Стоя возле покинутой машины, они услыхали нервные, отрывистые сигналы многих движущихся автомобилей.

— Слышишь, Вася? Гудят! — радостно отметил Варакин.

— Это уж автострада! Из Москвы на фронт всегда по ночам идут колонны с боепитанием! — пояснил шофер. — Тут и регулировщиков много. Теперь все узнаем! — заключил он со вздохом облегчения.

Водитель повел машину быстрее и увереннее, двигаясь почти параллельно асфальтовой магистрали. Голоса машин, даже щелканье выхлопов доносились до них слышнее. И в то же время где-то не так далеко справа слышалась трескотня пулеметов и раздавались удары мин.

— Стой!

Направив на них винтовки, из окопа возле дороги поднялись два бойца. С другой стороны дороги смотрел в упор пулемет. Машина остановилась.

«Странный контрольный пункт!» — подумал Варакин.

Лейтенант, проверивший их документы, подтвердил, что за эти четверо суток совершился прорыв фронта. Штаб армии давно уже переместился почти под Вязьму. Расположение частей можно узнать только там.

Они рванулись вперед, к шоссе Москва — Минск, и вдруг поняли, что дорога, по которой они едут, проходит всего-то в пяти километрах от переднего края обороны.


«Да что же это такое? До каких же пор можно еще допускать прорывы?» — мрачно думал Варакин, кого-то в душе обвиняя, хотя, сам не знал, кого именно…

Рассветало. Лицо водителя Михаилу было хорошо видно. Он тоже больше не проронил ни слова, но явно было, что мысли Полянкина так же невеселы и смущены. С плотно сжатыми губами, с нахмуренным под пилоткой лбом, сидел он точно окаменелый.

Выехав на шоссе, они не сразу и с трудом сумели втиснуться в текущую реку машин.

— Все спешат. Езды по шоссе ведь осталось не больше минут сорока, — пояснил Полянкин. — Ведь как разнесет туман, так всем придется в кусты…

— А если спешат, так чего же плетутся, как черепахи?

— Должно, там, на дороге, тесно…

Выбравшись на магистраль, они увидали, что поток машин движется лишь в одном направлении — на восток.
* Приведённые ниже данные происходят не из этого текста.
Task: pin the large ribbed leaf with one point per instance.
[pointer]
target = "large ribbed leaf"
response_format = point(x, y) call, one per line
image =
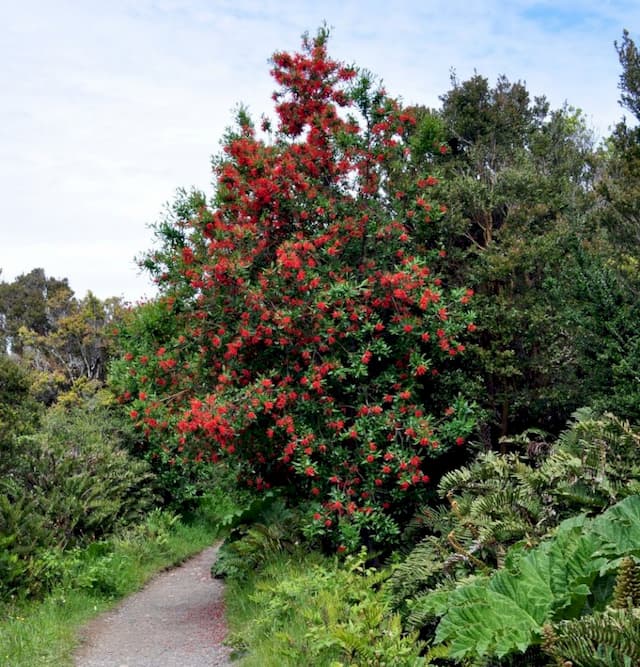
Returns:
point(619, 526)
point(505, 613)
point(482, 622)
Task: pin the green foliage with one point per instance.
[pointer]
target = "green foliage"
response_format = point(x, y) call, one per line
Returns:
point(181, 481)
point(517, 180)
point(262, 530)
point(19, 413)
point(90, 580)
point(67, 484)
point(610, 639)
point(306, 611)
point(563, 578)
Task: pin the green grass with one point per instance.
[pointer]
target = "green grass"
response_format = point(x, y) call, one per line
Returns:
point(262, 644)
point(41, 633)
point(306, 609)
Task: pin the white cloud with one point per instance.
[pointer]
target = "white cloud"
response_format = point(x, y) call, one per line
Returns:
point(108, 107)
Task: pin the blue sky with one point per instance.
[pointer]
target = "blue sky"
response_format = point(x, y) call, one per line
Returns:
point(108, 107)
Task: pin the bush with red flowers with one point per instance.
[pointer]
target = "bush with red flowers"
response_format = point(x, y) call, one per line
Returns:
point(305, 326)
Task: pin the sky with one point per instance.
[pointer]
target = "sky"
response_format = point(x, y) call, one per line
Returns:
point(107, 108)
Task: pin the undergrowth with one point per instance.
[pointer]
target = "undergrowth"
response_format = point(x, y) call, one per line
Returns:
point(92, 579)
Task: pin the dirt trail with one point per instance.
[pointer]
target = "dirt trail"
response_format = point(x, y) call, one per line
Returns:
point(177, 620)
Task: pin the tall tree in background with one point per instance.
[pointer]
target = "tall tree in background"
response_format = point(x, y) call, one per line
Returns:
point(61, 338)
point(613, 271)
point(518, 180)
point(32, 301)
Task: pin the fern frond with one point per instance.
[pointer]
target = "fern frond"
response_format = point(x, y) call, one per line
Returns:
point(609, 639)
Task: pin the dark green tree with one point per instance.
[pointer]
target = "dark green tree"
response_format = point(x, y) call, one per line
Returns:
point(519, 178)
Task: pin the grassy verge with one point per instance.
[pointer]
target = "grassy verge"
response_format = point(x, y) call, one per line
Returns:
point(306, 609)
point(42, 633)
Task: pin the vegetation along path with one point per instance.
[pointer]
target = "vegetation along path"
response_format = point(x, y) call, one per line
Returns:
point(177, 620)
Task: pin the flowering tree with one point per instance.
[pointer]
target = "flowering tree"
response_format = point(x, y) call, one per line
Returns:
point(309, 326)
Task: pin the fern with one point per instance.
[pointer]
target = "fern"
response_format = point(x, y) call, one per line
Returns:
point(609, 639)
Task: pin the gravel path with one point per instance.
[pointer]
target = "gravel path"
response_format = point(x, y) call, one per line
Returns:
point(177, 620)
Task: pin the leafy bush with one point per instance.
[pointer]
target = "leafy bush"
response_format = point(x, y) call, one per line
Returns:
point(265, 528)
point(306, 328)
point(563, 578)
point(68, 484)
point(310, 612)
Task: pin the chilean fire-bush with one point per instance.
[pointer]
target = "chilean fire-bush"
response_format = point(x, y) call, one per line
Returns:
point(309, 327)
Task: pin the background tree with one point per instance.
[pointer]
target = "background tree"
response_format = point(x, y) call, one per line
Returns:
point(518, 181)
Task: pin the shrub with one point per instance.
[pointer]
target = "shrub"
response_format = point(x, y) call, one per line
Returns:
point(305, 328)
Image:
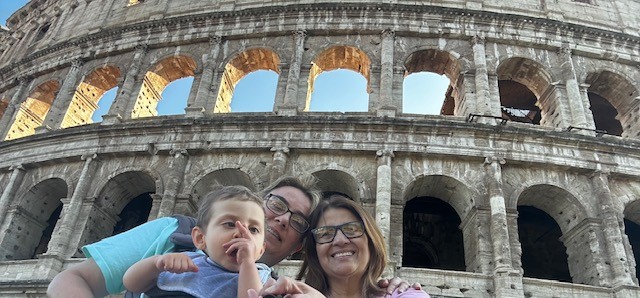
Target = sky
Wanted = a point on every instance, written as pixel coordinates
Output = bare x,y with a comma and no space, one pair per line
334,91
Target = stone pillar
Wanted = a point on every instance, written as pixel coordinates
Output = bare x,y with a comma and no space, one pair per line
120,106
14,105
385,106
66,227
507,282
61,103
156,201
499,226
611,224
280,157
290,106
576,106
483,95
383,193
204,97
588,114
17,174
174,181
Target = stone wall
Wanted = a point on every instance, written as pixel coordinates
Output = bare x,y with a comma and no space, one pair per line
567,63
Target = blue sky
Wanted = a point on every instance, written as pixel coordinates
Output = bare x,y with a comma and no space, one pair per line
338,90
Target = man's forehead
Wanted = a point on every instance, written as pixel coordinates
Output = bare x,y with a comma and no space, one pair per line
295,198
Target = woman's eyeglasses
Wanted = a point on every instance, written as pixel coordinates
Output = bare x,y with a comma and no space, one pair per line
326,234
278,205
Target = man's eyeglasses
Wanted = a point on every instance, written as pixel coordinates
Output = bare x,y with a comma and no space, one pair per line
326,234
279,206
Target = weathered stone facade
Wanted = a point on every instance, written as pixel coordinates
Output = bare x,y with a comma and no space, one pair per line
541,119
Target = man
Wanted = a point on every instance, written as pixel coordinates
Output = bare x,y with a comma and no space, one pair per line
101,274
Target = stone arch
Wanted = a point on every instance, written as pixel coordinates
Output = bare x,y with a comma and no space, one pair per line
547,216
562,205
339,57
611,98
431,223
32,219
238,67
157,78
525,94
33,110
220,177
85,99
439,62
336,181
120,194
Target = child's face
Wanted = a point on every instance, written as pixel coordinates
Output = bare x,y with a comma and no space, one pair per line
222,228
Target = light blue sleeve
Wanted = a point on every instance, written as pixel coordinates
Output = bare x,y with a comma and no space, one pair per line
115,254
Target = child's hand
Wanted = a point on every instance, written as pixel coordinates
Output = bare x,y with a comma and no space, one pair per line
244,247
175,263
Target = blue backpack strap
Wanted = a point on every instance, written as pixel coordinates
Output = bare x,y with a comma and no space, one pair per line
182,235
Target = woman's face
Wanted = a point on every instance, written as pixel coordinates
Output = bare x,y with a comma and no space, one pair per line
342,257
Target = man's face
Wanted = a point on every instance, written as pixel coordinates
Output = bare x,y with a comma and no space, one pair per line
281,239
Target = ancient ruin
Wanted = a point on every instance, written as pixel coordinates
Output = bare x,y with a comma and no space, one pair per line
526,185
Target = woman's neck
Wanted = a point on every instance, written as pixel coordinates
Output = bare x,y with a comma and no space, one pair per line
345,287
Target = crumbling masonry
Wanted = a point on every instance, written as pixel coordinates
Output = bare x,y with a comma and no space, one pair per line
526,185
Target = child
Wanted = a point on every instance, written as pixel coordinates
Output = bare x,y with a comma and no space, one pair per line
230,231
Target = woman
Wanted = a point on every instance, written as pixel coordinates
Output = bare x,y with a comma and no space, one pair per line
344,255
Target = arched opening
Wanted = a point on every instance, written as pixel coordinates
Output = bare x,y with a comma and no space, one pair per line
543,254
134,213
431,235
632,230
256,92
518,103
174,97
604,115
241,65
522,84
429,84
123,196
33,110
612,99
48,232
157,79
344,58
32,220
88,94
104,104
339,90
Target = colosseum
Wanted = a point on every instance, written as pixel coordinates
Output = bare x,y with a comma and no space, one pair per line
527,183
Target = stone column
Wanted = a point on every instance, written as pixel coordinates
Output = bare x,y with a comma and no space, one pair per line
385,106
611,224
176,177
383,193
204,97
576,106
588,114
17,174
66,227
290,106
280,157
61,103
119,108
14,105
499,226
483,94
507,281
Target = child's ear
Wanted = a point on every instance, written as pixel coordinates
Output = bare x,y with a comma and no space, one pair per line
198,238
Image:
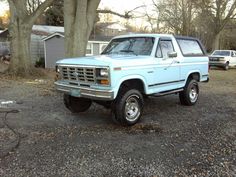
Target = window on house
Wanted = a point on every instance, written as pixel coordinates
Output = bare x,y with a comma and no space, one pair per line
89,48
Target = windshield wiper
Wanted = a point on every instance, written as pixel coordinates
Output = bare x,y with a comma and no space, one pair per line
128,51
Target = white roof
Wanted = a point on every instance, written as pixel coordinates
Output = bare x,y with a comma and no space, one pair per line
48,29
144,35
116,26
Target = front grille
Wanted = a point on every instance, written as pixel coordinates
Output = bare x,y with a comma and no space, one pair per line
81,74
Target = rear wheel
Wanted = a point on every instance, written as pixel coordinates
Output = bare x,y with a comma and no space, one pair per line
76,104
226,67
128,107
189,95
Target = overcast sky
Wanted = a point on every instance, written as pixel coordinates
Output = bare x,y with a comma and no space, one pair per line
116,5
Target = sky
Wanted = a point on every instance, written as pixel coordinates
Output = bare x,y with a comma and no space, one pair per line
116,5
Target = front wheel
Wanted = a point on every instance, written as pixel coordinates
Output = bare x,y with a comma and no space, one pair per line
76,104
189,95
128,107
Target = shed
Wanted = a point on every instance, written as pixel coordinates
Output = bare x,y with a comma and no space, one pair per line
54,47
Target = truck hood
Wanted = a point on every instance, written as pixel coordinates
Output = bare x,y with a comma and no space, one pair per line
107,60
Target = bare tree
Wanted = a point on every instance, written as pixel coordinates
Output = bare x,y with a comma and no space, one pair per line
222,11
22,19
79,17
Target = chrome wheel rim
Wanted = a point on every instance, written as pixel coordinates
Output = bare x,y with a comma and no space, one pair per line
193,94
132,108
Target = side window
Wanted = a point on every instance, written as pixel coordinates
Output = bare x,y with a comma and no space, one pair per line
190,47
232,54
164,47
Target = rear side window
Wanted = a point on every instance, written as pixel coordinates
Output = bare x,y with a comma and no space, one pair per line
163,48
190,47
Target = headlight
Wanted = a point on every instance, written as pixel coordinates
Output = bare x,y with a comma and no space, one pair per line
103,72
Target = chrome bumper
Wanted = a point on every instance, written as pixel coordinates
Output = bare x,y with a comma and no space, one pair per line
85,92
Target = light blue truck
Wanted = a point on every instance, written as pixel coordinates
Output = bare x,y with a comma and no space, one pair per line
131,68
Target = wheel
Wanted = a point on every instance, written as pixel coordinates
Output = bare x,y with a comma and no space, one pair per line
128,107
226,67
189,95
76,104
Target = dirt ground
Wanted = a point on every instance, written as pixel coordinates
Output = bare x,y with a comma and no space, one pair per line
170,140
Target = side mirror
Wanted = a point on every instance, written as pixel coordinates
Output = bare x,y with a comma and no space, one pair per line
172,54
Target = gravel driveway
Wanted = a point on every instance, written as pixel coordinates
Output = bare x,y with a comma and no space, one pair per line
170,140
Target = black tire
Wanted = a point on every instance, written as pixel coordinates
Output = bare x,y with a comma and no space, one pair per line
226,67
128,107
76,104
189,95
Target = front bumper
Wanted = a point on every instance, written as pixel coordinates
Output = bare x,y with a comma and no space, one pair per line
77,91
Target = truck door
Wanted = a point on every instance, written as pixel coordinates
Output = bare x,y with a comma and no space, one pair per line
167,69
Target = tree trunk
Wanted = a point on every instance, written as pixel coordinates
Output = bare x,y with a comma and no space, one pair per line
79,17
21,21
20,48
216,42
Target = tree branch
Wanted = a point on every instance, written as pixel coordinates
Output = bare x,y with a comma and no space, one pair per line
126,15
39,10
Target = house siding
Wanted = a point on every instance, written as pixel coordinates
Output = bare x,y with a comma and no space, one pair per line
96,49
54,51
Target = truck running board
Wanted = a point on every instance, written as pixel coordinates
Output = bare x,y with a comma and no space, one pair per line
167,92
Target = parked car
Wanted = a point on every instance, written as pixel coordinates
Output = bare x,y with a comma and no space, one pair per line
223,58
133,67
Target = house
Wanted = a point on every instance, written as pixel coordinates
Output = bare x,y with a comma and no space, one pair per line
54,47
37,45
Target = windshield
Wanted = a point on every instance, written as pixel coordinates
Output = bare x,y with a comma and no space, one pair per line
130,45
221,53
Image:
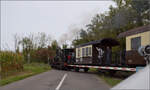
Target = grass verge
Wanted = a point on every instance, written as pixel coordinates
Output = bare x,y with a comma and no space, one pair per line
110,80
29,70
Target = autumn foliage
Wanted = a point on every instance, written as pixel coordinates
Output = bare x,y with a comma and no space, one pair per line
10,62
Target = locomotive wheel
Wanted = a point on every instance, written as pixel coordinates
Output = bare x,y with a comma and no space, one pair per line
86,69
112,72
77,69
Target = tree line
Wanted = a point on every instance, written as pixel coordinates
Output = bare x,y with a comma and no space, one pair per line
127,15
37,47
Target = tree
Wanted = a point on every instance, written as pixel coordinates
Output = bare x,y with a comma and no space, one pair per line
54,44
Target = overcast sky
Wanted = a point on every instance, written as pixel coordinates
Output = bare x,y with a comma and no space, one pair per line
52,17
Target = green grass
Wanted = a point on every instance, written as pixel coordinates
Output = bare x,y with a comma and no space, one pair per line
111,81
29,70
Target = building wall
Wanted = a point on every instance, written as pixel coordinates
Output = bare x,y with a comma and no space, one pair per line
145,39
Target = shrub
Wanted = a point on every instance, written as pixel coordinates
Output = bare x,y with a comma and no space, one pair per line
10,62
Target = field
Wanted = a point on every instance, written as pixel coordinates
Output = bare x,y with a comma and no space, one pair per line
29,70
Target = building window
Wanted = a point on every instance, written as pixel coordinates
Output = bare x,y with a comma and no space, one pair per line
86,51
135,43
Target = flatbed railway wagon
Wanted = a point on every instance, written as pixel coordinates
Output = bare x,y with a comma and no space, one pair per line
98,54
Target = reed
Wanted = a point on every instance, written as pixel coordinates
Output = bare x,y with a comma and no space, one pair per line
10,62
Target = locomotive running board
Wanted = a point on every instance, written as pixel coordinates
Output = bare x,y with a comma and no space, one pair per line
105,67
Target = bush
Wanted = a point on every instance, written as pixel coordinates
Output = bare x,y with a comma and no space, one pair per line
10,62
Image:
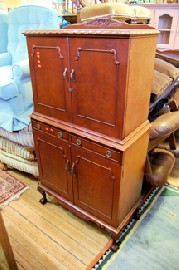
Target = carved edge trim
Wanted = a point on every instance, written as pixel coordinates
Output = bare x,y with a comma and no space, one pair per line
93,31
121,145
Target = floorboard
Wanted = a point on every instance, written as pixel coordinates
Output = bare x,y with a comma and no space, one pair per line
48,236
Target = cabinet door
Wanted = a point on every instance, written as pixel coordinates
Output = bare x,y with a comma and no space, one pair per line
53,156
49,71
98,72
96,182
166,21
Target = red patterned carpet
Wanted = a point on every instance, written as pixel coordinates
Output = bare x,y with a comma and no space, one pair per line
10,188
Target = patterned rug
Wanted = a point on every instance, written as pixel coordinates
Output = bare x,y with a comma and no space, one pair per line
151,242
10,188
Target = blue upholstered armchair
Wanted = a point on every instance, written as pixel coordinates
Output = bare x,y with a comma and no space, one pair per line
15,84
3,31
16,103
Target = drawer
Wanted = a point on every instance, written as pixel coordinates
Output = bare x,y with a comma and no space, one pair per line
103,151
55,132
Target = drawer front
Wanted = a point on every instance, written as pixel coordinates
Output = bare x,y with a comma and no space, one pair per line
55,132
103,151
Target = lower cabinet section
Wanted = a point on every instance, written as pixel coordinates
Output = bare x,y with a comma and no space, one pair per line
100,182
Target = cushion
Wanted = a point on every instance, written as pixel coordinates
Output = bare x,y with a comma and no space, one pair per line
8,89
114,10
19,163
16,149
164,124
14,105
166,68
14,122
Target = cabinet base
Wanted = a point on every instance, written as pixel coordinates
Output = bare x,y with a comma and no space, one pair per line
110,230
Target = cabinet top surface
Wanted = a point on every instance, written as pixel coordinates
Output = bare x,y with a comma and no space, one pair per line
79,29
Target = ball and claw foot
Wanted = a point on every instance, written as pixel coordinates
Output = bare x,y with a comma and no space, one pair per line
44,198
136,215
114,246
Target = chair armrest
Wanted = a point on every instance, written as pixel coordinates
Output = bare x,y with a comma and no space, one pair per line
5,59
164,125
21,70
Встречного движения, от Москвы к фронту, не было. Такое Варакин видал уже раньше, когда отступали от Смоленска…

Вереница машин, в которую они влились, недалеко продвинувшись, снова остановилась. Над шоссе стояли нетерпеливые крики, настойчивые, понуждающие гудки, раздавались хлопки незаглушенных моторов…

— Посидите, пойду, может, что узнаю, — сказал Полянкин. — Тут до Вязьмы всего километров двадцать, не больше, а там уж вы поездом…

Он возвратился неожиданно быстро.

— Товарищ военврач, с головы колонны слухи идут, что в Вязьме фашистский десант. Говорят, что мы теперь с запада на Вязьму ведем наступление.

— А где же штаб армии? Там, за Вязьмой, или где-нибудь тут же? — растерянно спросил себя вслух Михаил.

Моторы взревели, раздались десятки гудков. Сплошная масса машин по-прежнему медленно тронулась по шоссе в направлении Вязьмы, но в утренней мгле стало видно, как вереницы автомобилей при первой возможности сползают с асфальтовой магистрали вправо и влево.

Полянкин тоже повел машину проселком.

Дорога мимо деревни вошла в лес, на прямую просеку, и Михаил опять увидел себя в давно знакомых местах: и в этом районе когда-то бывал он с дедом, и тут у него были хожены тропки, и даже самую просеку он узнал по каменному колодцу у родника. Вопрос был лишь в том, где же теперь искать штаб армии и Анатолия.

Машины перед ними то и дело останавливались, глушили моторы. Некоторые из вынужденных стоянок длились минут по десять. Настало ясное утро. На пожелкнувшей и измятой траве за обочинами дороги сединою сверкала под солнцем изморозь, которая постепенно превращалась в мельчайшие капли росы и повисала в серебряной паутине между ветвями. Начало капать и с веток елей и с поредевших желтых и красных листьев…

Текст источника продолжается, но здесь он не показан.